CLEVELAND -- From the start of his co-ownership of the Warriors, CEO Joe Lacob has displayed a thundering ambition to build the NBA's best franchise, with the team also meeting that standard.
There are limits, though, and that's why the idea of LeBron James signing a contract with the Warriors in July doesn't add up, and not just because it would send the payroll somewhere north of the moon.
Even if a James signing wouldn't destroy the bottom line, it would be irresponsible.
The Warriors most valuable asset is their chemistry. It is rare, it is delicate and it is the No. 1 reason for their success over the past four years.
The No. 1 element in that chemistry is Stephen Curry. It is his inner serenity and outward ferocity that commands the respect of teammates and coaches and everybody in the building.
The Warriors are Curry's team and he is the balance they need. He is the low-key alpha essential to this team maintaining its delicate balance -- on and off the court. Everybody drawing a paycheck, or signing one, understands that. Which means there is no room for an additional superstar who takes up so much oxygen.
Adding Kevin Durant is one thing, and something Curry was eager to co-sign on that move. If he had not, the Warriors would not have chased Durant and Durant would not have felt welcome to join.

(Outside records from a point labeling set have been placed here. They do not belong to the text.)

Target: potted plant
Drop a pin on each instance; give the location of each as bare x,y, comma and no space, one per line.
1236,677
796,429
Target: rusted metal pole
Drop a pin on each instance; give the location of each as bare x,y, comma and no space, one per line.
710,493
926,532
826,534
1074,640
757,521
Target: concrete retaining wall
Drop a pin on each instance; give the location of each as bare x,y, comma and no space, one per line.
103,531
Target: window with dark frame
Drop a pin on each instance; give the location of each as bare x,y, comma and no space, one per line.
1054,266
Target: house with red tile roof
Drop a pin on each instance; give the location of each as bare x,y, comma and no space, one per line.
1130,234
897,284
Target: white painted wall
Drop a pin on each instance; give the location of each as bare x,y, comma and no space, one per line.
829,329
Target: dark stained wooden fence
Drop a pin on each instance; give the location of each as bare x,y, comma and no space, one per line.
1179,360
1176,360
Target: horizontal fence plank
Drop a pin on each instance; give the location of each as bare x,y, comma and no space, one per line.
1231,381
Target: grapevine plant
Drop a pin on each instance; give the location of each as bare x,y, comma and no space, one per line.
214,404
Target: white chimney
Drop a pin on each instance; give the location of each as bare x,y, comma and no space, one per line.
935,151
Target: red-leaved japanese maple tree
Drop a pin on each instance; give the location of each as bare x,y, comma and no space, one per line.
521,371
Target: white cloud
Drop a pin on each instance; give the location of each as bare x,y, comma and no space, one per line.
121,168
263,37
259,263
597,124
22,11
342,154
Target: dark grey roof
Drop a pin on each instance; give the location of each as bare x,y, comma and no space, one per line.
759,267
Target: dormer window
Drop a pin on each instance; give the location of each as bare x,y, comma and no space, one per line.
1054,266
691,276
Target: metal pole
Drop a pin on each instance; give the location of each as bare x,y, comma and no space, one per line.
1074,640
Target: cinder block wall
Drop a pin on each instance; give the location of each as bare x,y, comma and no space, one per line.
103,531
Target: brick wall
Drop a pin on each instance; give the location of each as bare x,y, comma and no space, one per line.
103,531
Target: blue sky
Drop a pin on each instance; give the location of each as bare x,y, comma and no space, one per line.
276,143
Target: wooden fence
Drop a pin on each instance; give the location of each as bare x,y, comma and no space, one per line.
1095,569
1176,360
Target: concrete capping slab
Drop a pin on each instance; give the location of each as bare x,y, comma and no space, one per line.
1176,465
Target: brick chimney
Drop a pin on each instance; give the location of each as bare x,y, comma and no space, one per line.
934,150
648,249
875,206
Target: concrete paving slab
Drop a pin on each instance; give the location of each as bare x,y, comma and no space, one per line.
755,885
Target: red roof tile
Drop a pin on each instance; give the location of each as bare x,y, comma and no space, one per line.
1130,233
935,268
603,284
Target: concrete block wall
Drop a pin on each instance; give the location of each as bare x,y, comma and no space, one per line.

Durant, however, is much easier to add to the chemistry. He doesn't crave the spotlight. He doesn't insist on being the face of the franchise. He has not spent the better part of the last 20 years referring to himself as "The King."
Don't get me wrong. James is the best overall player in the NBA. If he's not on the list of the five best players of all time, the list should be shredded. Wherever LeBron goes, it alters the balance of power in the league.
Nobody knows this better than he.
So, yes, he would be willing to "have a conversation" with the Warriors, as ESPN's Stephen A. Smith claimed on Wednesday. James can opt out of his contract with the Cavaliers and become free agent next month. He is expected to do that, and surely would pursue all interesting possibilities.
The Warriors, however, can't be so blind with aspiration that they would spend valuable time negotiating with James, even if he would sign a minimum salary.
LeBron wants to run things. He requires a wide berth. He demands much and expects more.
No matter how ambitious the Warriors are, they know that in adding James there is much more that could go sour than sweet.